アレコレ楽書きessay

「イタリア楽描きessay」のサブブログ

他愛もないおしゃべりが幸運を運んで来た話

毎週火曜日の朝に
職場の自動販売機の
メンテナンスと商品補充に
担当者がやってくる。

非常用出入り口のドアを
ノックしてやってくる
その人の名前は知らないけれど
扉の近くに座っている
私がいつもドアを開ける。

コーヒー類の販売機の点検後
軽食・水・ジュースの販売機に
補充作業をしていた彼と
ささいな世間話をした。

朝晩冷えてきたね。
けど日中はいい天気だよね。
そんな他愛もないこと。

エスプレッソコーヒーの
カップを手に作業机に戻ろうと
きびすを返す直前
補充していたおやつを
ひとつ差し出した。

あげるよ。余ったから。
新発売だよ。
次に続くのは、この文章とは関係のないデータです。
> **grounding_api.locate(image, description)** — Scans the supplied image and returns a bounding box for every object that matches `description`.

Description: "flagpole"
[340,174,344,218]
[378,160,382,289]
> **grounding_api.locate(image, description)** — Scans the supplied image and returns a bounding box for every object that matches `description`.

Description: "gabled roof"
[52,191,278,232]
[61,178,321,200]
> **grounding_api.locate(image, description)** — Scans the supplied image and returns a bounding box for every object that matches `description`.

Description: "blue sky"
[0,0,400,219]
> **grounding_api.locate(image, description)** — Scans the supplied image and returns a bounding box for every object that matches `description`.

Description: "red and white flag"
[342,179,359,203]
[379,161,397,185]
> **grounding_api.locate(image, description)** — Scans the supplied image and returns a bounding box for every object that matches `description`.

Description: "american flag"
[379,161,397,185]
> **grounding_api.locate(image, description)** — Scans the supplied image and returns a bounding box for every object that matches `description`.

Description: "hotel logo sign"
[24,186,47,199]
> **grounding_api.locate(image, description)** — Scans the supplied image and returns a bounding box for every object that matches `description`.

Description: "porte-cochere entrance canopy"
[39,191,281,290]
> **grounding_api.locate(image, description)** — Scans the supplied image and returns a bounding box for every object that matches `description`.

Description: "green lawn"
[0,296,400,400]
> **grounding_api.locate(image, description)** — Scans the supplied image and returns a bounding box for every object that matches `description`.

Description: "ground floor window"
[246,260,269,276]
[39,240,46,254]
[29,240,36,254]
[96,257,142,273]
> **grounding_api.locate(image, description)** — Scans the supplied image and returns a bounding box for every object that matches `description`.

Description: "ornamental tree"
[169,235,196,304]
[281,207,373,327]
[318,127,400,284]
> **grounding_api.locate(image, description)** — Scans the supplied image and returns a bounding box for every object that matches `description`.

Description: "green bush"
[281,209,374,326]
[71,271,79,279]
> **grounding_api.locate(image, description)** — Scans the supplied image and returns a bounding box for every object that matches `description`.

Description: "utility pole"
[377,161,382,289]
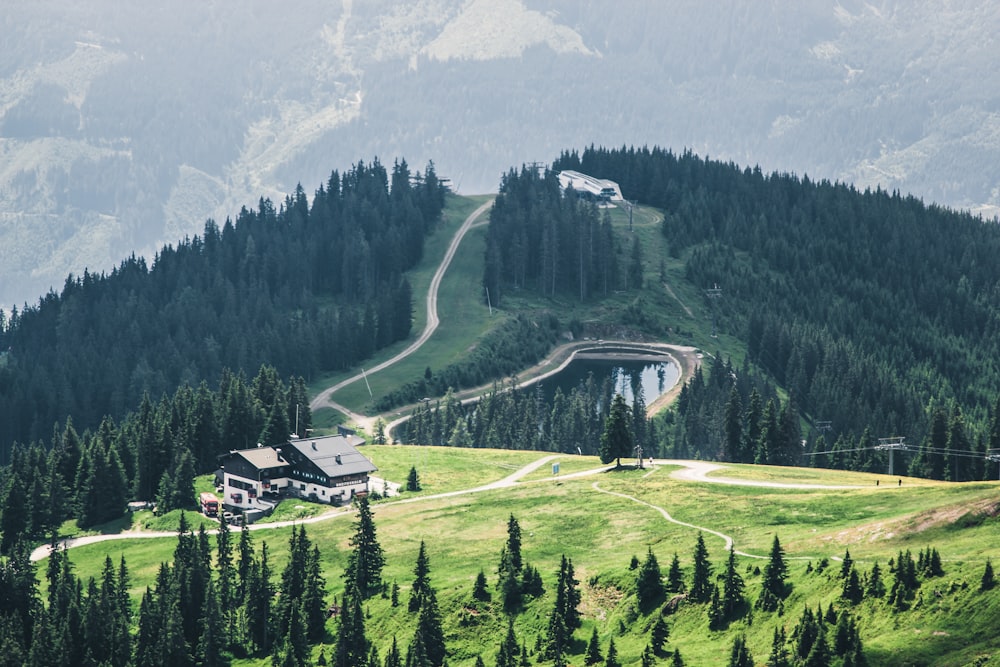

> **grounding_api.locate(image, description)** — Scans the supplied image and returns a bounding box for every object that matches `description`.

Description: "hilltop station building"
[559,169,625,204]
[216,434,378,522]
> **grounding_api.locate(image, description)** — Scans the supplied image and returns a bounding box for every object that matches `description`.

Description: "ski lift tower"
[986,449,1000,479]
[705,283,722,338]
[875,435,906,475]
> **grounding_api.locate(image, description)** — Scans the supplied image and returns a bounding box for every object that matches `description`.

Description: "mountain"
[0,0,1000,305]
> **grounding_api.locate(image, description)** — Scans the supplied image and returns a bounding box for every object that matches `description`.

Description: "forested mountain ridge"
[0,0,1000,309]
[0,160,444,464]
[554,148,1000,479]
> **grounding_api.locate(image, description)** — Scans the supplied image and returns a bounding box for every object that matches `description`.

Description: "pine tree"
[584,625,604,667]
[197,579,228,667]
[708,584,726,630]
[757,535,788,611]
[802,623,831,667]
[840,549,854,579]
[332,586,368,667]
[344,497,385,598]
[864,562,885,598]
[667,551,684,593]
[496,618,518,667]
[636,547,666,614]
[600,394,635,467]
[840,566,865,604]
[688,532,712,602]
[979,558,996,591]
[406,466,422,491]
[407,540,431,613]
[414,588,445,667]
[507,514,524,576]
[472,570,490,602]
[767,625,792,667]
[722,545,745,620]
[384,635,403,667]
[649,616,670,655]
[604,637,622,667]
[639,644,656,667]
[729,635,753,667]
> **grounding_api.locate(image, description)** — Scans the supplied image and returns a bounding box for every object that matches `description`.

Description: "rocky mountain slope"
[0,0,1000,306]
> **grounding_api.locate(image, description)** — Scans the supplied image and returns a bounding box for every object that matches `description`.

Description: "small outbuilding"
[559,169,625,202]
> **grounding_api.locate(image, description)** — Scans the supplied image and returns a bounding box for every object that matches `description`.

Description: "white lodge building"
[219,435,378,513]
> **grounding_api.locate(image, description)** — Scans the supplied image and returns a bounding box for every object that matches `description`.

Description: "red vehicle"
[201,491,219,516]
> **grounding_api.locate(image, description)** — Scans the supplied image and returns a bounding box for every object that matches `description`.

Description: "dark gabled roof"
[282,435,378,477]
[238,447,288,470]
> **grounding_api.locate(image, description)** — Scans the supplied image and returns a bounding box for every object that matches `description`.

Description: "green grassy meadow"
[310,196,504,428]
[48,446,1000,667]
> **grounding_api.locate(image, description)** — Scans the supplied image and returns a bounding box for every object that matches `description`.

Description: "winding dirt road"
[309,199,493,430]
[31,454,861,562]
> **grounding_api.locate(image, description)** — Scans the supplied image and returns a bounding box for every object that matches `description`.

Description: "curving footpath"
[31,454,860,562]
[309,199,493,430]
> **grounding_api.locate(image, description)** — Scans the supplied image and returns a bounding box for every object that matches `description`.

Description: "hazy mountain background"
[0,0,1000,305]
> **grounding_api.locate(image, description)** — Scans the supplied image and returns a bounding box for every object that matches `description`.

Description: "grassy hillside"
[50,446,1000,667]
[310,196,746,428]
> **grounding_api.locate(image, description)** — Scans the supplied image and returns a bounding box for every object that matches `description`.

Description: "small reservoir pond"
[539,352,680,405]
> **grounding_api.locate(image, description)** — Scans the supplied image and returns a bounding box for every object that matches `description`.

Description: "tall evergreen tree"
[636,547,666,614]
[407,540,431,613]
[688,532,712,602]
[722,544,746,620]
[600,394,635,466]
[344,497,385,598]
[729,635,753,667]
[757,535,788,611]
[333,586,368,667]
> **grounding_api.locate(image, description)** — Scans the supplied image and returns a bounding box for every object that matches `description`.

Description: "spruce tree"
[766,625,792,667]
[344,497,385,598]
[688,532,712,602]
[332,586,368,667]
[584,625,604,667]
[414,588,445,667]
[496,618,519,667]
[757,535,788,611]
[864,562,885,598]
[979,558,996,591]
[604,637,622,667]
[407,540,431,613]
[649,616,670,655]
[383,635,403,667]
[635,547,666,614]
[840,566,865,604]
[729,635,753,667]
[406,466,423,491]
[507,514,524,576]
[667,551,684,593]
[722,545,745,620]
[600,394,635,467]
[472,570,490,602]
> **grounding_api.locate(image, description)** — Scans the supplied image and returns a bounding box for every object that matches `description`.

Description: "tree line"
[483,166,642,306]
[556,147,1000,479]
[0,486,996,667]
[0,159,445,463]
[0,366,312,553]
[395,373,660,462]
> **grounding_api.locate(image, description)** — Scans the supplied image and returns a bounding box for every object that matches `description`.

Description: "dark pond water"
[541,358,679,405]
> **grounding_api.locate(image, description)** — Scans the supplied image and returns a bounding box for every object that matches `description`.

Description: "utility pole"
[705,283,722,338]
[875,435,906,475]
[986,449,1000,479]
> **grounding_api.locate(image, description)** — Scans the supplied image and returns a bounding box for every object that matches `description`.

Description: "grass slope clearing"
[309,195,745,435]
[50,446,1000,667]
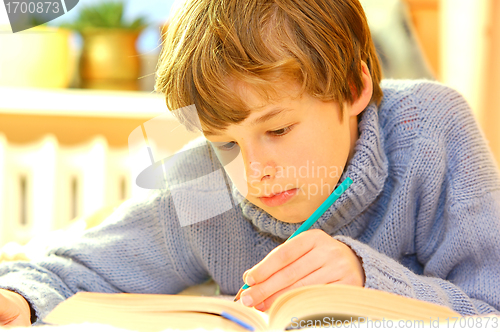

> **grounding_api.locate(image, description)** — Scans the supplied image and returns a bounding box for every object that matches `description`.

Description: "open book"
[44,285,460,332]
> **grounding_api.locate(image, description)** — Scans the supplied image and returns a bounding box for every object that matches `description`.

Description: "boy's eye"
[268,126,292,136]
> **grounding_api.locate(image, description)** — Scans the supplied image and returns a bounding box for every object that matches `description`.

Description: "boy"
[0,0,500,324]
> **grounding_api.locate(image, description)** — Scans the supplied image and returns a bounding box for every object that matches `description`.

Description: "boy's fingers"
[245,231,315,286]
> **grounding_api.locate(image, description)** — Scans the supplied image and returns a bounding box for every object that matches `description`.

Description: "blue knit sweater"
[0,81,500,317]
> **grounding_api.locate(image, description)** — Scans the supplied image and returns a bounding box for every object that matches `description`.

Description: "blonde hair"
[155,0,382,132]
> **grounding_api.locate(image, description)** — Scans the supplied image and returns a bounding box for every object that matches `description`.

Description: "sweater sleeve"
[337,85,500,315]
[0,192,208,321]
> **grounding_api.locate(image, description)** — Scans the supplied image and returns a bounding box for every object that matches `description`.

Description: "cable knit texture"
[0,81,500,318]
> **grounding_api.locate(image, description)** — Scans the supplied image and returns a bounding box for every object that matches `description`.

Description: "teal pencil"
[234,177,352,302]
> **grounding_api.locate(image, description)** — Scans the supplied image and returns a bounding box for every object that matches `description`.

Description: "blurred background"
[0,0,500,260]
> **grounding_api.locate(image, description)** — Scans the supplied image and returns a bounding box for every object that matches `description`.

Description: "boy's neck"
[346,116,359,167]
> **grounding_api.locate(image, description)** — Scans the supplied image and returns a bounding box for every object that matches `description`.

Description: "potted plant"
[62,1,147,90]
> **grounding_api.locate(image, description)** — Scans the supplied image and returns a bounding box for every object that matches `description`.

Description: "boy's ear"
[349,61,373,116]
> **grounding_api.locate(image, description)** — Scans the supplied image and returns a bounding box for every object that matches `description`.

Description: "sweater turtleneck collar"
[233,104,388,239]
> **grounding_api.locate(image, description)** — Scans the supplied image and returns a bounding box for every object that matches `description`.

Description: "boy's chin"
[266,211,307,224]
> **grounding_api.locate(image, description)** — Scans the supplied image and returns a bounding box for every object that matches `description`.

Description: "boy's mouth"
[259,188,298,207]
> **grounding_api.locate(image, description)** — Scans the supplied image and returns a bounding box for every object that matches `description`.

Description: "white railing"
[0,87,199,246]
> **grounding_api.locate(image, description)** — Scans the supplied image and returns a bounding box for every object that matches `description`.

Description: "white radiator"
[0,86,200,250]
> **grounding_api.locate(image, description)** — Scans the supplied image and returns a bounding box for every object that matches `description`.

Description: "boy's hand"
[0,289,31,327]
[241,229,365,311]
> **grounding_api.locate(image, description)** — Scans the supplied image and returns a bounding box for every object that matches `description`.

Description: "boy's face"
[206,84,358,223]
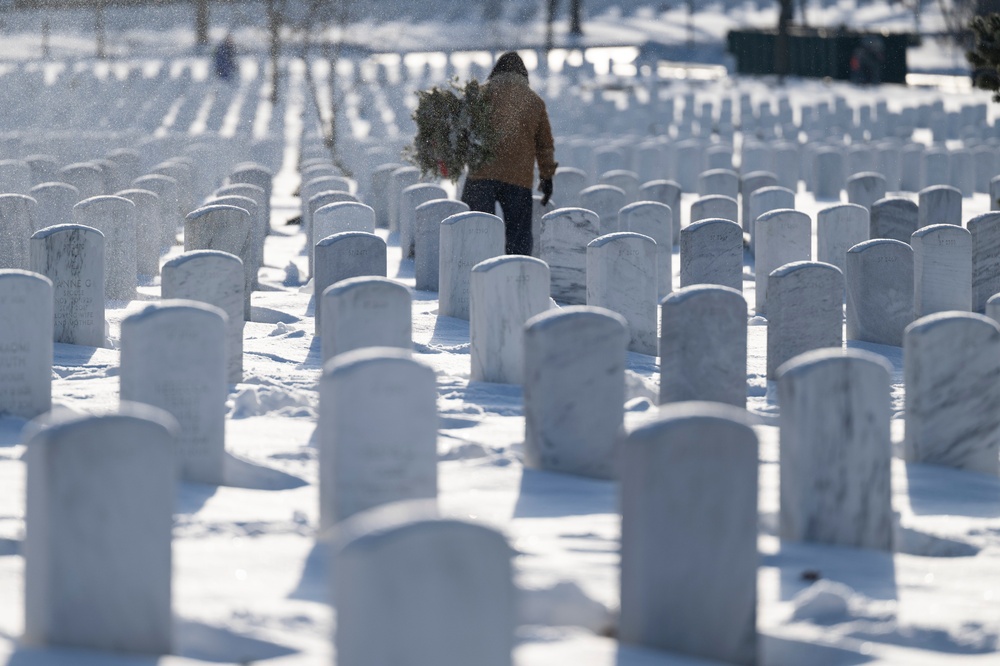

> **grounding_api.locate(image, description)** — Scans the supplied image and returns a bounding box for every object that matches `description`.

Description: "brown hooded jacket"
[469,72,557,189]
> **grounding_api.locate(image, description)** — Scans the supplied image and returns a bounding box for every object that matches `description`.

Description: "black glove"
[538,178,552,206]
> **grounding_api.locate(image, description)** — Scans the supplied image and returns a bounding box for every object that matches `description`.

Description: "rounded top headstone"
[184,204,249,220]
[775,347,892,384]
[316,231,384,247]
[768,261,843,277]
[587,231,656,249]
[163,250,243,268]
[31,223,104,238]
[524,305,628,335]
[441,210,500,226]
[472,254,549,273]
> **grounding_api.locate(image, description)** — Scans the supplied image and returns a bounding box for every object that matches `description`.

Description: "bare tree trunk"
[94,0,108,59]
[194,0,208,46]
[267,0,284,104]
[774,0,795,81]
[569,0,583,36]
[545,0,559,53]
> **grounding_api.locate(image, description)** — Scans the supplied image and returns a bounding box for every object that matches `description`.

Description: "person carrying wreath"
[462,51,559,255]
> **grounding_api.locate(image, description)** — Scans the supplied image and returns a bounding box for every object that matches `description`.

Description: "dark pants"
[462,180,534,256]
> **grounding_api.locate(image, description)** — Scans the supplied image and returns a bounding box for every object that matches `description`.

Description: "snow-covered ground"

美味いよ、これ。

ほんの数分前に
他の同僚も同じ場所で
コーヒーを飲んでいた。
彼女は手ぶらで戻ってきた。

些細なことだ。
ひとつの小さなお菓子。
こうるさいことを言えば
健康的かどうかで判断したら
食べない方がいいかもしれない。

だけど。

この物質界・人間界での
幸運ってこういうことだ。

見返りも求めず
意気込みもなく
ただ肩の力を抜いて
軽いおしゃべりをする。

そういえば…なんていう感じに
話題にあがったことが
後の人生の突破口になったりする。

とてもわかりやすく
余ったお菓子をもらったりする。

細かいサインを見逃さない
アンテナ感度の高いワタクシは
もらったお菓子のパッケージに
書いてある数字や文字から
発想やひらめきや
メッセージを受け取る。

その説明はいちいちしない。
とても個人的な感覚だし
他の人にとっては
どうでもいいことだから。

もらったお菓子を持って
午後、銀行へ行った。
前日に予約した覚えのない
「予約確認メール」が来たので。

誰かが勝手に私の銀行口座の
なにかを変えようのしたのか?
と、すぐに問い合わせた。

蓋を開けてみれば
書類の簡単な変更。
サインひとつで終了。

もし私が人生を「心配事」で
埋め尽くすタイプの人間ならば
訳のわからないメールが
届いた時点で勝手に不安を
膨らませて心配をする。

予約確認メールに
思い当たる節がない旨の
返信をしたけれども
送信できない。
そこでもうパニックだろう。

ひと晩明けて
電話がつながる時間まで待って
問い合わせをするまで
わからないことを考えても
仕方ない、と完全放置。

その場で今すぐ
どうしようもないことを
あれこれ考え過ぎても
なにもいいことはない。

ささいな違和感を感知したり
小さな幸福を味わうために
必要なことはリラックス。

肩ひじを張らないこと。
焦らないこと。
考えすぎないこと。

もらったお菓子を
銀行のそばの外テーブルで
コーヒーと一緒にいただく。
いい天気だなあ。

素敵な1日をお過ごしください。